Adjustments when ParentCo acquires remaining stake in an associate?
Hey guys, a quick one - anyone kind enough to help on the below scenario please? Thanks!
AssociateCo has assets $100, liabilities $20, equity $80.
As of last years close, ParentCo owns 40% stake in AssociateCo, i.e. 'investment in associate' BS item worth 40%*$80=$32.
Now ParentCo buys remaining stake (ie. stake worth $48) for say $60, all cash.
Can anyone point me in the right direction on how to make adjustments to the ParentCo statements? In particular, how to adjust the 'investment in associate' BS line item (assume you zero out?), calculate goodwill, calculate new assets, calculate new liabilities, and how to calculate chnages to equity for ParentCo.
If there's limited BS info on AssociateCo (ie. just have the three numbers for A, L, E) then is the best solution to just create a new A line item 'AssociateCo Assets', a new L line item 'AssociateCo Liabilities', a new E line item 'AssociateCo equity'?
Thanks!
I'm sure there is a formal accounting process and CPA bojangles somebody else can speak to, but this is how I would think about it.
Minority Investment Asset = $32 Purchase Price of AssociateCo = $80
(1) ParentCo sells minority investment in AssociateCo. Plus $32 cash, less $32 minority investment asset (2) ParentCo acquires AssociateCo for $60 and finances w/ equity. Less $60 cash.
(3) Because this is a stock sale, you normally keep the existing balance sheet book values for AssociateCo and then just sum up the balance sheets.
(4) You bought the company for $80 and the net book value is $80 so you won't generate any goodwill in this transaction.
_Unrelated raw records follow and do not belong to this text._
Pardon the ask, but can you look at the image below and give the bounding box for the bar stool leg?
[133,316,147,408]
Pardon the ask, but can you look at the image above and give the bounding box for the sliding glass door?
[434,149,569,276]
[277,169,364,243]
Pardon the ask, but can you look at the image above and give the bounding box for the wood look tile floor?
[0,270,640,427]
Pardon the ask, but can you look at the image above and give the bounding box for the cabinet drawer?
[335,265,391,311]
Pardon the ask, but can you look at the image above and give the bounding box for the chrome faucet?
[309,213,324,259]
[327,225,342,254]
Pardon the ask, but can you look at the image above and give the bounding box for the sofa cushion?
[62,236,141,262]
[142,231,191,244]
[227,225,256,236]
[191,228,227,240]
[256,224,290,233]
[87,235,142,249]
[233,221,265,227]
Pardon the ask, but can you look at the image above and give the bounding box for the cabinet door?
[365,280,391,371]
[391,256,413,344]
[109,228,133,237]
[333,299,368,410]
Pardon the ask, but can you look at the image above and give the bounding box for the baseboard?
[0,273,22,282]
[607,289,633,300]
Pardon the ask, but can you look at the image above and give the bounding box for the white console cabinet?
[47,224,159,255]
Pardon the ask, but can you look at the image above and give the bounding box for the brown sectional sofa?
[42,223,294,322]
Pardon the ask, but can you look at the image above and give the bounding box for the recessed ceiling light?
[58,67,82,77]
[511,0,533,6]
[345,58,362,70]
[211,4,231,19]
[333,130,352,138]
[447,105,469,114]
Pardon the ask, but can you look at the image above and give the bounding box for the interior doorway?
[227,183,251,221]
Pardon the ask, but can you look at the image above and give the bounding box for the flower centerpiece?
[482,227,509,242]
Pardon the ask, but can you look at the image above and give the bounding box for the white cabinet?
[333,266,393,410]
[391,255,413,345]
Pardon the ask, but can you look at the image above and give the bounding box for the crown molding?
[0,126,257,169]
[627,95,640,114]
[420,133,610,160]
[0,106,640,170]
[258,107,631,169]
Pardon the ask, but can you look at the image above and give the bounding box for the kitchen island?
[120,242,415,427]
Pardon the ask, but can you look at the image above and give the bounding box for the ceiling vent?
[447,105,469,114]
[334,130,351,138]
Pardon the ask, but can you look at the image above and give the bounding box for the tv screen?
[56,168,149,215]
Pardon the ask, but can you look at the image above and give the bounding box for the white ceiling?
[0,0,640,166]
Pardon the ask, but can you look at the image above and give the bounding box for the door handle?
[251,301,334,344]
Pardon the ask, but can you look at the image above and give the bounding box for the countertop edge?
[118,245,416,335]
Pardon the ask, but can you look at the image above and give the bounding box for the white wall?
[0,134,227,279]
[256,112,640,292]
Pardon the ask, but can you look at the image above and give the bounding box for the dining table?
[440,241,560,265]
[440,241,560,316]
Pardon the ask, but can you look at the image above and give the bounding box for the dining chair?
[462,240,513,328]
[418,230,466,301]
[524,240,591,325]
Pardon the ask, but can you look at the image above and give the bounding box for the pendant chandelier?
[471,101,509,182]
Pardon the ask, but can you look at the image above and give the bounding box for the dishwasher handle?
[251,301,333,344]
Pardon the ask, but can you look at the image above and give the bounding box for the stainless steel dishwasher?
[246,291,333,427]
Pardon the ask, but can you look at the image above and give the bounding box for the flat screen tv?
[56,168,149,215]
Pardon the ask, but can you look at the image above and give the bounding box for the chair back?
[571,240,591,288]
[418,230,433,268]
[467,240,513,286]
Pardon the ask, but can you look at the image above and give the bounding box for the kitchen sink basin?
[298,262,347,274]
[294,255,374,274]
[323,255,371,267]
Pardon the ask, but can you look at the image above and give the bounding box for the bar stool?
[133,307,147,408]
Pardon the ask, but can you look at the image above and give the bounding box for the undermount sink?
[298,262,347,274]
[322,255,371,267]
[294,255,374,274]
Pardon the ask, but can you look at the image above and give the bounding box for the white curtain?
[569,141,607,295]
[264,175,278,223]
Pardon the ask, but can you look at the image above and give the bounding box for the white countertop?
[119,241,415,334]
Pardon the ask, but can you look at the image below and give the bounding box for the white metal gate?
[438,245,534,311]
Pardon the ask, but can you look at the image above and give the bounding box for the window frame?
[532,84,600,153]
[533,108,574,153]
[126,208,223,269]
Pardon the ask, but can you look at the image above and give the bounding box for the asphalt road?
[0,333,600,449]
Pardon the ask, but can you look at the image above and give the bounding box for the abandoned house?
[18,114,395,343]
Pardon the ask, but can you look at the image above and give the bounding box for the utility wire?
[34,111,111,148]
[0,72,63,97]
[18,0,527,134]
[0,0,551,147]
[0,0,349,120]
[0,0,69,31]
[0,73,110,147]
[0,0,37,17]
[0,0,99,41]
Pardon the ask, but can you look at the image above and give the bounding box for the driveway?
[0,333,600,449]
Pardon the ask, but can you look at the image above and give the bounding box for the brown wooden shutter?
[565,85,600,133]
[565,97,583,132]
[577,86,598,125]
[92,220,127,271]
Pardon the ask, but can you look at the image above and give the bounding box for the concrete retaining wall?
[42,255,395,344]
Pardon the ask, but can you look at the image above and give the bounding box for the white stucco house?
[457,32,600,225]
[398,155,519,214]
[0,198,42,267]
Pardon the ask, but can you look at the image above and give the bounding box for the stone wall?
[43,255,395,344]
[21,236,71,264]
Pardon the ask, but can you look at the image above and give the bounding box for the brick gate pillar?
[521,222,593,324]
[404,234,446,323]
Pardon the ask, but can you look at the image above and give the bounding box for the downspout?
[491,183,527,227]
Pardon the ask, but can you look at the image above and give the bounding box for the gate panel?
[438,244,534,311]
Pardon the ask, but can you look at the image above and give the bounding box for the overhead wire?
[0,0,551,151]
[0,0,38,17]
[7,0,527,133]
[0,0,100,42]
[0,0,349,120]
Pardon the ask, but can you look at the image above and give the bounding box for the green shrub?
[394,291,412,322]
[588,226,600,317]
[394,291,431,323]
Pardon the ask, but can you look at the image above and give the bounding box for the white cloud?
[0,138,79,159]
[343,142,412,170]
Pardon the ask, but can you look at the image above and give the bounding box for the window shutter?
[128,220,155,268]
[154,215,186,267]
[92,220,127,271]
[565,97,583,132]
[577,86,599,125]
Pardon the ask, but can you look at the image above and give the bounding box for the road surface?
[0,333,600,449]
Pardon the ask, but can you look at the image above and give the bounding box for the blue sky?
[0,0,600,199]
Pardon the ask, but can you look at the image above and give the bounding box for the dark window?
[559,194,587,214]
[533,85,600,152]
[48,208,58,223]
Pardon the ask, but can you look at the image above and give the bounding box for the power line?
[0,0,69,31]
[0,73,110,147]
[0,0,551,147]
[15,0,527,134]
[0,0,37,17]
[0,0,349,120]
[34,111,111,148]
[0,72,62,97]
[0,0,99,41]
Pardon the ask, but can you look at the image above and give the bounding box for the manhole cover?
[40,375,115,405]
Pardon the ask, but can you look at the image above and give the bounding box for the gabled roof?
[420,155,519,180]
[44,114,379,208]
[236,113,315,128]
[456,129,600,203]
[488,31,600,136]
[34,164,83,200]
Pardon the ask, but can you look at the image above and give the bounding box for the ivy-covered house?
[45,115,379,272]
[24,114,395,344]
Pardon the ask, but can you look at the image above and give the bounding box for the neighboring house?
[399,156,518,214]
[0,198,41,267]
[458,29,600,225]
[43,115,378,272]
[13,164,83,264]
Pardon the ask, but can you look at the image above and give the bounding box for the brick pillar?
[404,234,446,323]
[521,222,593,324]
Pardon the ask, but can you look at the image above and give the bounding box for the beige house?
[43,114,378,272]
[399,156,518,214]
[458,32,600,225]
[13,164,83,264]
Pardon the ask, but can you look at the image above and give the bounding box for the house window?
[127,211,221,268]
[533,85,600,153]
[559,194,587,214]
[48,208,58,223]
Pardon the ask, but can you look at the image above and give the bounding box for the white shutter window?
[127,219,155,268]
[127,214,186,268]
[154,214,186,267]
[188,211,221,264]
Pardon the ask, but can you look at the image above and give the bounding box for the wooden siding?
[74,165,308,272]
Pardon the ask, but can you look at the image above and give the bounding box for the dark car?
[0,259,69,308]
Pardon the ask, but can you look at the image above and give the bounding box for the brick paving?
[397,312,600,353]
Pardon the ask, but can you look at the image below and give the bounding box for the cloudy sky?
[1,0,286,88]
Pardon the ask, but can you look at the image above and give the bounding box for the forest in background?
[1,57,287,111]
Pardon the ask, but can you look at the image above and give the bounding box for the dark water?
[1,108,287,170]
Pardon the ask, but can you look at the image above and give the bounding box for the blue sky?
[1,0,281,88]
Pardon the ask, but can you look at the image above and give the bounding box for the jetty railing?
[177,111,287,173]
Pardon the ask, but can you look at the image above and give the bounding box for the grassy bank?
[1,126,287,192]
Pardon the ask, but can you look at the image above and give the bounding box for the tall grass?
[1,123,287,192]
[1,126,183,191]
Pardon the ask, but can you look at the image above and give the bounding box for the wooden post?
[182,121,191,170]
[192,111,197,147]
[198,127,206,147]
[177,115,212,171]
(4) If the net book value for AssociateCo were less than the purchsae price, you could do a 338 election. This means it's a deemed asset sale for the seller and they will pay double taxation in a c-corp but you could revalue the assets of the acquired entity up to a maximum of the purchsae price. You can basically allocate stuff however you want (slight exageration maybe) just as long as you don't exceed the purchsae price. If you allocate less than the purchase price, than you generate goodwill.
...Not sure if that answers the question or not. ... the other answer could be: "just add the pre-transaction balance sheets for ParentCo and AssociateCo. Subtract out the cash purchase. Remove the minority investment asset just like you'd sell any other fixed asset (+cash from sale, less the asset sold).
Thanks a lot!
Perhaps I'm misunderstanding... you say in (2) ParentCo acquires AssociateCo for $60, however just want to check a few things. Realise it's the weekend so very kind...
I like the last comment, as really aiming for simplicity! However if you take out the associate investment, then just buy the whole AssociateCo, what purchase price would you use? As they are actually paying a premium for the 60% stake of AssociateCo they didn't own, but don't need to pay any premium for the 40% they already own. The premium they pay for the remaining stake (i.e.paying $60 for the $48 of equity) seems to suggest there'd be some goodwill? Think I'm just really misunderstanding.. thanks again.
Anyone any thoughts? Sorry is a bit urgent! Thanks all!